Jobless Rate Increases to 4.5 Percent

By Nell Henderson and Howard Schneider
Washington Post Staff Writers
Saturday, May 5, 2007; D01

Unemployment edged up to 4.5 percent last month and job growth cooled, the government reported yesterday, showing how sluggish economic growth is starting to loosen the nation's tight labor market.

Financial markets showed little reaction to the weak numbers, since the jobless rate remains low by historical standards. Also, many analysts, including those at the Federal Reserve, expect unemployment to creep to a level closer to 5 percent this year. That would fit with moderate economic growth, not a sharper downturn.

The Labor Department report will likely reassure Fed policymakers, who have worried that a tight job market might fuel higher inflation and are counting on a modest increase in unemployment to help cool price pressures.

If the economy follows the Fed's forecast and expands at a moderate pace, the central bank is likely to hold its key short-term interest rate steady at 5.25 percent at its meeting Wednesday and perhaps for the rest of the year.

"I would not view this as the forerunner of a recession," Nigel Gault, North American macroeconomics group manager at Global Insight, said of the Labor figures. "In a sense, this is the last piece of the slowdown . . . and the puzzle up to now has been why hasn't the labor market softened."

But other analysts cautioned that a weakening labor market would make it harder for many households to pay their bills at a time of high gasoline and food prices, falling home values and heavy debt-service costs.

"Absent considerably stronger job growth, recessionary concerns will begin to loom large," said Jared Bernstein, a senior economist at the Economic Policy Institute.

Employers have turned more cautious in their hiring, adding just 88,000 jobs in April and a modest 129,000 per month on average so far this year. That's down from last year, when job gains averaged 189,000 per month.

The shift in the employment mix reflected the strengths and weaknesses in the economy. Employers added workers in the service industries that have thrived in recent years: health care, education, law, accounting, management, hotels, the movie and recording industries. Those gains more than offset cuts in the slumping housing and domestic auto industries. Employers trimmed payrolls in real estate, residential construction, mortgage lending, furniture making and in the manufacture of wood products, motor vehicles and parts and machinery.

The unemployment rate would have been higher in April if not for the fact that hundreds of thousands of Americans dropped out of the labor force, either leaving their jobs or quitting the job search.

Wage growth also slowed.
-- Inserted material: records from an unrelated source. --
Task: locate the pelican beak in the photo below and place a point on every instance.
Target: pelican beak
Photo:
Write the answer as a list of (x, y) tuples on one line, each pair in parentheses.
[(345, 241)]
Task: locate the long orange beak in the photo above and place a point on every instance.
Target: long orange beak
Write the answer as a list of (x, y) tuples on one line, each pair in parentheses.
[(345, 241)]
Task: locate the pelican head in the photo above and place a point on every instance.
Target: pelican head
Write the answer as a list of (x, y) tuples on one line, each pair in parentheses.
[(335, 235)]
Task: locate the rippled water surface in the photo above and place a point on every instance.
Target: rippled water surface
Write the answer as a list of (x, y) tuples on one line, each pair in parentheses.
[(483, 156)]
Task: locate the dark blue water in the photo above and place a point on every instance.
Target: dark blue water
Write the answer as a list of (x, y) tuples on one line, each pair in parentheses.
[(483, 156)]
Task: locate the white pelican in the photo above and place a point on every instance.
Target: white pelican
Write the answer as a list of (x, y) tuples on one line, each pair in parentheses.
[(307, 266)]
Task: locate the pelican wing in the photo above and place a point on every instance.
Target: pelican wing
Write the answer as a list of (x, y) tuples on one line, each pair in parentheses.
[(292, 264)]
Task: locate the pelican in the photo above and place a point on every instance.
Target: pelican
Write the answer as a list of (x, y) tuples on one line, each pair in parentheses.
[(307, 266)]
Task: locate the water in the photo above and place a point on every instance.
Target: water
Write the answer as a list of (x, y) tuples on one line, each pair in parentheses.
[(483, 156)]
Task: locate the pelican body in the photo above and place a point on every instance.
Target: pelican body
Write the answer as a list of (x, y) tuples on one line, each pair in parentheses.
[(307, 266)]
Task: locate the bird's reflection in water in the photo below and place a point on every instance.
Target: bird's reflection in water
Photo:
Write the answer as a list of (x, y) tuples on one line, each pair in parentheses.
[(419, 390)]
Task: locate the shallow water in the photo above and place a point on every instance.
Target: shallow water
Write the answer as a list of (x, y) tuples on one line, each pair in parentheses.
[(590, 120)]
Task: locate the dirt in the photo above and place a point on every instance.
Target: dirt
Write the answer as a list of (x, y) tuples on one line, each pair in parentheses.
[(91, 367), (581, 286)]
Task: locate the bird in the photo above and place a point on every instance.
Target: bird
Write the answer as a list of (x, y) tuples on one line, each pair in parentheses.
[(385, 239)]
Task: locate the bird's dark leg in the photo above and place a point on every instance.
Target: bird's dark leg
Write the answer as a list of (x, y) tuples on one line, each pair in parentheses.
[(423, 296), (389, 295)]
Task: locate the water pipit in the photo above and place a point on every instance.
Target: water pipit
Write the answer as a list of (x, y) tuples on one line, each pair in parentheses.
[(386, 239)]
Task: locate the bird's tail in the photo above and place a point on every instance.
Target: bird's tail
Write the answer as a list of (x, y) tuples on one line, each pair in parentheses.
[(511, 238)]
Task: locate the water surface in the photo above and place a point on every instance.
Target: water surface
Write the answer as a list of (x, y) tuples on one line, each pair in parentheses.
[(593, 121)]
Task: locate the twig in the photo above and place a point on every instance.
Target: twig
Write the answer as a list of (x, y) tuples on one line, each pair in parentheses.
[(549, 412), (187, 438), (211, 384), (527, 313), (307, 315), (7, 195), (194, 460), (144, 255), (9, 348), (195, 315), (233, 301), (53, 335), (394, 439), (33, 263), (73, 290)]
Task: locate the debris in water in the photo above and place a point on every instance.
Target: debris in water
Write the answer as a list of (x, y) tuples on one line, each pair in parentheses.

Average hourly earnings rose just 0.2 percent in April, and were up 3.7 percent from a year earlier, the smallest annual gain since last May.

But Fed policymakers worry that inflation is too high and might flare higher. And they see growing danger that the economy might weaken further if unemployment rises more than expected, prompting businesses and consumers to pullback sharply on spending.

Either of those problems would put the Fed in a bind. Raising interest rates to fight inflation might deepen the economic slowdown; cutting rates to spur growth might fan price increases.

But if the sluggishness of the first quarter persists, or worsens, the Fed might shift in June to a more neutral stance, saying it is equally concerned about inflation and growth. Then, if inflation ebbs and unemployment rises, the Fed could cut rates.

The April Labor report "certainly opens the door a little wider for a Fed cut should inflation moderate further," said Scott Anderson, senior economist at Wells Fargo.